And we also did a parody on, at the same date [of "Lost In A Whirlpool"], we did a parody of The Search For Bridey Murphy. [...] The story about the girl who gets hypnotised and taken back, and she supposedly remembers a life before the life that she's living now, and documents it all. Yeah, and goes through all these scenes, and so we did a parody on that where this guy is being hypnotised, and his voice—while he's being hypnotised the voice is played by one of the school teachers named Jerry Ullberg, who has a very nice white suburban sort of voice. And as he goes farther and farther back, he becomes Tom Dooley.
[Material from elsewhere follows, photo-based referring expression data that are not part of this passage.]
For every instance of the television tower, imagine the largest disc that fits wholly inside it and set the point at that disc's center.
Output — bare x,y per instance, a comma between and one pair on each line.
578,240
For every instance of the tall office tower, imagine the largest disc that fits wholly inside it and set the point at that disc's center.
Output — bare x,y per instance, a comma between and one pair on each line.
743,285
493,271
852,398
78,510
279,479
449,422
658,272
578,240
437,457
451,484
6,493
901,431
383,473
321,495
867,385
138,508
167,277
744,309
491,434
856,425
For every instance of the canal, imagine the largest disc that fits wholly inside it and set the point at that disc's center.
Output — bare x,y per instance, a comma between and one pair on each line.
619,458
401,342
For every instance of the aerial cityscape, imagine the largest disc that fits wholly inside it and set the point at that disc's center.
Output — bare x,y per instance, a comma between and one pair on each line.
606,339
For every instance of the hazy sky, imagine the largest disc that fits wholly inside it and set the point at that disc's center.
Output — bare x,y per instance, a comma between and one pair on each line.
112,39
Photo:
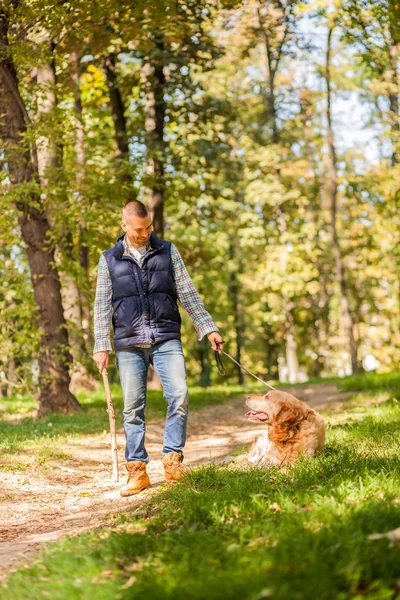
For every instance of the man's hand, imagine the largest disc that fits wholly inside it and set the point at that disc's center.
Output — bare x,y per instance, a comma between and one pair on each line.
214,337
101,360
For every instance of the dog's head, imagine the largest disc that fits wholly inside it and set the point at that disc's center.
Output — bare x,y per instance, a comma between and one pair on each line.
282,412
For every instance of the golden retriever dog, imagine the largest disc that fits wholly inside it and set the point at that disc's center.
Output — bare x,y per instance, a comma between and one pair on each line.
293,428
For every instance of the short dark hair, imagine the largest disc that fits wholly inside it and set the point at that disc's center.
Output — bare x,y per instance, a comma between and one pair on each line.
135,208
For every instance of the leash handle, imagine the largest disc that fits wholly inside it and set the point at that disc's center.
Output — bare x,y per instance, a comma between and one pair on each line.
220,366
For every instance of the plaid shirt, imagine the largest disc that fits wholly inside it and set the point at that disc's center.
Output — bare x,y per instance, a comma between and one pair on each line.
186,292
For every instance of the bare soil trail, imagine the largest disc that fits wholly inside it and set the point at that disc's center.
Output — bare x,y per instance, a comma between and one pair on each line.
76,494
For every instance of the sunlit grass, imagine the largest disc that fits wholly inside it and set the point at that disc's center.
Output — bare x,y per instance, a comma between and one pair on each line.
253,533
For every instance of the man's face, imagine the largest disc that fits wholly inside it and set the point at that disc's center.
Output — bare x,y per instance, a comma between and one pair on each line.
138,230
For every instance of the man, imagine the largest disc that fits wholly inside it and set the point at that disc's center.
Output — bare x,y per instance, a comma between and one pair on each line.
139,283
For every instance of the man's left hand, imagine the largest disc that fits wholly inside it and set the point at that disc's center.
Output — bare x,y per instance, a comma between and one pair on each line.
214,337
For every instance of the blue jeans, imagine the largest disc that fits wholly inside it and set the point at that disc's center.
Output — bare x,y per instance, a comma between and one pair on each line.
169,363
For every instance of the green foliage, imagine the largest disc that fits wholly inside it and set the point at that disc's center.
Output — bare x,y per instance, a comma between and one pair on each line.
244,144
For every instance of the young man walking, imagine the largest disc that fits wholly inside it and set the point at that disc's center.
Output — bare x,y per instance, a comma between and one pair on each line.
139,283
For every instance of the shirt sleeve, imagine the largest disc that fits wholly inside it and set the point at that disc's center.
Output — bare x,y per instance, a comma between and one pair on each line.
189,297
102,308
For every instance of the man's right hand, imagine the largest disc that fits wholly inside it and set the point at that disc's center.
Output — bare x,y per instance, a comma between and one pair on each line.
101,360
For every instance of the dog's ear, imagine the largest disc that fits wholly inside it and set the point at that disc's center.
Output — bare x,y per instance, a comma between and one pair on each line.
290,416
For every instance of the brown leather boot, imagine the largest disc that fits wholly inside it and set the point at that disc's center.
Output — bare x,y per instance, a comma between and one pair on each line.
173,468
138,479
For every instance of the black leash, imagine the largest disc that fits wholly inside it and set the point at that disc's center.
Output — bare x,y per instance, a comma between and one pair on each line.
221,369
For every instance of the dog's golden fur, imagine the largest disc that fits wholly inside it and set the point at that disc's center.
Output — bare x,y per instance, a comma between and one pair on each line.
293,428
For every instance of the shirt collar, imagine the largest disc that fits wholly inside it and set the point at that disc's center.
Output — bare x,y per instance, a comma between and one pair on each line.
126,247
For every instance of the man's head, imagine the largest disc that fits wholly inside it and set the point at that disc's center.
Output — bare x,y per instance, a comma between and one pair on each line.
137,223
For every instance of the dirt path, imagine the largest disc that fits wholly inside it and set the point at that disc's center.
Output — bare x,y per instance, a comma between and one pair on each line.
77,495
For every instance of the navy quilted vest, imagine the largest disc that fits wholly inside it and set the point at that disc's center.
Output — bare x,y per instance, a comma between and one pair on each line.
144,298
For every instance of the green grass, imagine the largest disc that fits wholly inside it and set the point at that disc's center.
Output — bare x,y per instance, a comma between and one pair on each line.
252,534
30,433
371,381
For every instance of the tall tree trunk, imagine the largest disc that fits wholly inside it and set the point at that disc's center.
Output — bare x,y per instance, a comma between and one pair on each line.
54,359
394,15
49,155
233,286
273,57
154,81
333,185
321,321
80,179
117,108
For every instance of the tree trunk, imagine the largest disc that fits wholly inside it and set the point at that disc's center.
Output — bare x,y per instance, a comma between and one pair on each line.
154,81
117,108
49,155
233,286
333,185
54,359
80,178
273,57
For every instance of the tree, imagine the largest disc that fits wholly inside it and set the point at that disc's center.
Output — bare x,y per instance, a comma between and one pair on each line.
22,167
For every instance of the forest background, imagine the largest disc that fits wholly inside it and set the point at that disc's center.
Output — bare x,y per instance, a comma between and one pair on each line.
263,136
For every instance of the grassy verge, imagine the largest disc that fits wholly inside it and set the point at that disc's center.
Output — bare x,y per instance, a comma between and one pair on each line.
371,382
24,439
251,534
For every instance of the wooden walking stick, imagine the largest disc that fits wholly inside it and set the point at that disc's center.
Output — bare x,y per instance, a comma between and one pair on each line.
111,416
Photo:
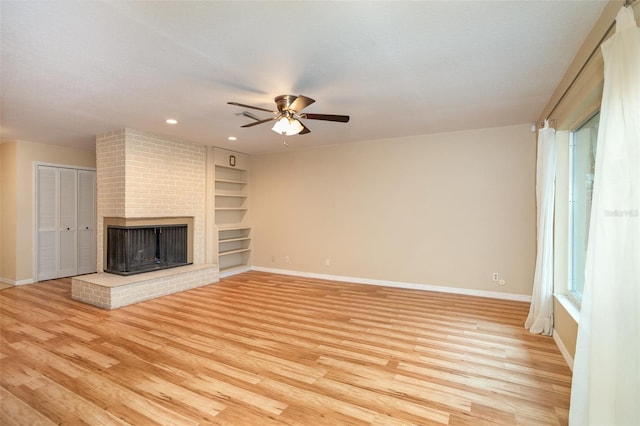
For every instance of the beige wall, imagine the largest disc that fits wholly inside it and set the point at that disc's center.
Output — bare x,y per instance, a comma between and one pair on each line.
446,209
8,210
18,160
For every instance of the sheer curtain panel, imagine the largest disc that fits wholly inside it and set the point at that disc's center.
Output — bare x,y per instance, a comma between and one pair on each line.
606,375
540,319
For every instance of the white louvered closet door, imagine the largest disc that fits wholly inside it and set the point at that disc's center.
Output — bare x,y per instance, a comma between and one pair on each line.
66,222
86,222
47,226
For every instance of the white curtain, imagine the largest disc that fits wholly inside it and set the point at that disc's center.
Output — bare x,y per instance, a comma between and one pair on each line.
540,319
606,375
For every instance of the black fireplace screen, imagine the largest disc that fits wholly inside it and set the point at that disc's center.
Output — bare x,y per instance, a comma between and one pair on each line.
137,249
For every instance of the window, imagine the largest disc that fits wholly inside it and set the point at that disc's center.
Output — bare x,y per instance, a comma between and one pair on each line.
582,152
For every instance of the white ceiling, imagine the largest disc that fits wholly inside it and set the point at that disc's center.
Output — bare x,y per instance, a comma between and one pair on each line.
71,70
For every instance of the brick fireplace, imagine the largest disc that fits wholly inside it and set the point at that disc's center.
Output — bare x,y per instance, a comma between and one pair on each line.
144,178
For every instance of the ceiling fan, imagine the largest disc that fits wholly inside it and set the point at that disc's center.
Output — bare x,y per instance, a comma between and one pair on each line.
288,115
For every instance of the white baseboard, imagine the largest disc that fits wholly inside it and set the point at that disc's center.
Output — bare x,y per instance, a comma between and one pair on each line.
563,349
19,282
427,287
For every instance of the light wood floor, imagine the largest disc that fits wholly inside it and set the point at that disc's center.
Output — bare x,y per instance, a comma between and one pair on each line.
259,348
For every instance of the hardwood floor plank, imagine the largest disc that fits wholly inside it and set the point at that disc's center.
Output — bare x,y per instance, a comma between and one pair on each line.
266,349
17,412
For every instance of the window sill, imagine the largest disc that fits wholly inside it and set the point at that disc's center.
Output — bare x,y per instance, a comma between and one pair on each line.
570,305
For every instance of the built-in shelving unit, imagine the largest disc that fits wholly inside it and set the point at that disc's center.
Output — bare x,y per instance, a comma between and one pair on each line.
231,211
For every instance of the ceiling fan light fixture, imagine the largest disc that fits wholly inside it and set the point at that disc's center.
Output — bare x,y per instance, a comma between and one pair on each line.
287,126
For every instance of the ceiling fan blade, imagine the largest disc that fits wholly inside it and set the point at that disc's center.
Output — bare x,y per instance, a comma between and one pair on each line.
249,106
300,103
326,117
259,122
305,130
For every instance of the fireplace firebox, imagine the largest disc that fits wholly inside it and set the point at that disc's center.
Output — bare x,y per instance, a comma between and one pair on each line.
137,249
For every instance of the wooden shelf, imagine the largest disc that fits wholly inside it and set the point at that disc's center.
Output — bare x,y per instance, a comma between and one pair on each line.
238,182
231,201
226,253
228,240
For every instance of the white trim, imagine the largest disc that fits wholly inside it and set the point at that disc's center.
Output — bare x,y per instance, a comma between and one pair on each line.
19,282
563,349
427,287
570,304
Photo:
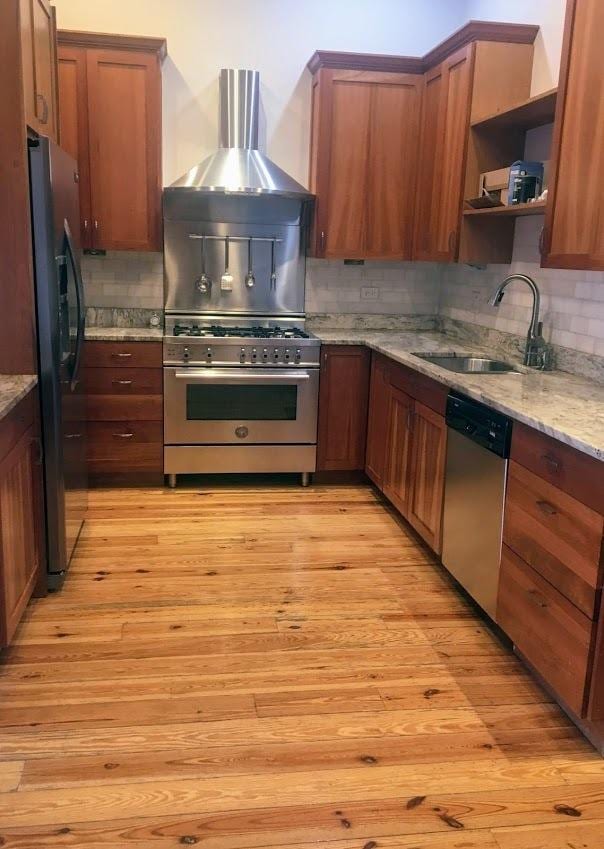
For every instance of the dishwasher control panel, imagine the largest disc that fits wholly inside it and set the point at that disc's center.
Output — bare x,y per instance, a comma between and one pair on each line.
479,423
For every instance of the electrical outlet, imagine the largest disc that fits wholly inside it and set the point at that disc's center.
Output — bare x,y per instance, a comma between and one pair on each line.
369,293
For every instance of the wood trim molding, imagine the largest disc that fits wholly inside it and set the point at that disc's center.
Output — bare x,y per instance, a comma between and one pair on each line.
113,41
472,31
364,62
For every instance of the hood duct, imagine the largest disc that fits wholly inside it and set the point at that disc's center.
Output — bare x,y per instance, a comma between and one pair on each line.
238,167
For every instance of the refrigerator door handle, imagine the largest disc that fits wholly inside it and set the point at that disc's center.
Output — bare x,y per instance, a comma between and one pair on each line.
79,285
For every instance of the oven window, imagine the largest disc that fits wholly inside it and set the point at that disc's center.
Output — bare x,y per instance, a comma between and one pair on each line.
241,403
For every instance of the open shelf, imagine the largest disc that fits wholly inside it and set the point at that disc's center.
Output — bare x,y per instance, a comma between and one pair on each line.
527,115
515,211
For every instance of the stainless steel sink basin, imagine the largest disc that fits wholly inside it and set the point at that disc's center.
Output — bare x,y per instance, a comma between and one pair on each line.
468,364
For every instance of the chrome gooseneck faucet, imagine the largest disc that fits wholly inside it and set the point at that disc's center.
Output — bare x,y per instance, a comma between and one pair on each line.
536,353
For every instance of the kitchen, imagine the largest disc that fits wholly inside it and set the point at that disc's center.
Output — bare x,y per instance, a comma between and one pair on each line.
302,435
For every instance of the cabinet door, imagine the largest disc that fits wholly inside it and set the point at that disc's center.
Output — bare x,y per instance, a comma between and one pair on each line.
343,408
19,552
377,422
443,142
364,148
347,188
397,477
39,56
574,224
124,123
73,115
428,474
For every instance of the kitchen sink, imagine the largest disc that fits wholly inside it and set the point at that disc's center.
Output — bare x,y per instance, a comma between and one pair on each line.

And it turns out that Tom Dooley is a very uh, a sort of jivey negroid shoeshine boy or something, I don't know what kind of rendition Vliet is giving to it, but it's a funny concept, and it tells about how Tom Dooley gets hung because he was fucking some pie.
In 1956, Morey Bernstein wrote a (non-fiction) book about a woman named Ruth Simmons, who, under hypnosis, spoke in the voice of Bridey Murphy, a nineteenth-century woman from Cork, Ireland. A movie was made about it the same year. And Stan Freberg recorded "The Quest For Bridey Hammerschlaugen" (released as the b-side of The Great Pretender [April, 1956]).
"Tom Dooley" is an old North Carolina folk song based on the 1866 murder of a woman named Laura Foster in Wilkes County, North Carolina. It is best known today because of a hit version recorded in 1958 by The Kingston Trio. This version was a multi-format hit, reaching #1 in Billboard, the Billboard R&B listing, and appearing in the Cashbox country music top 20.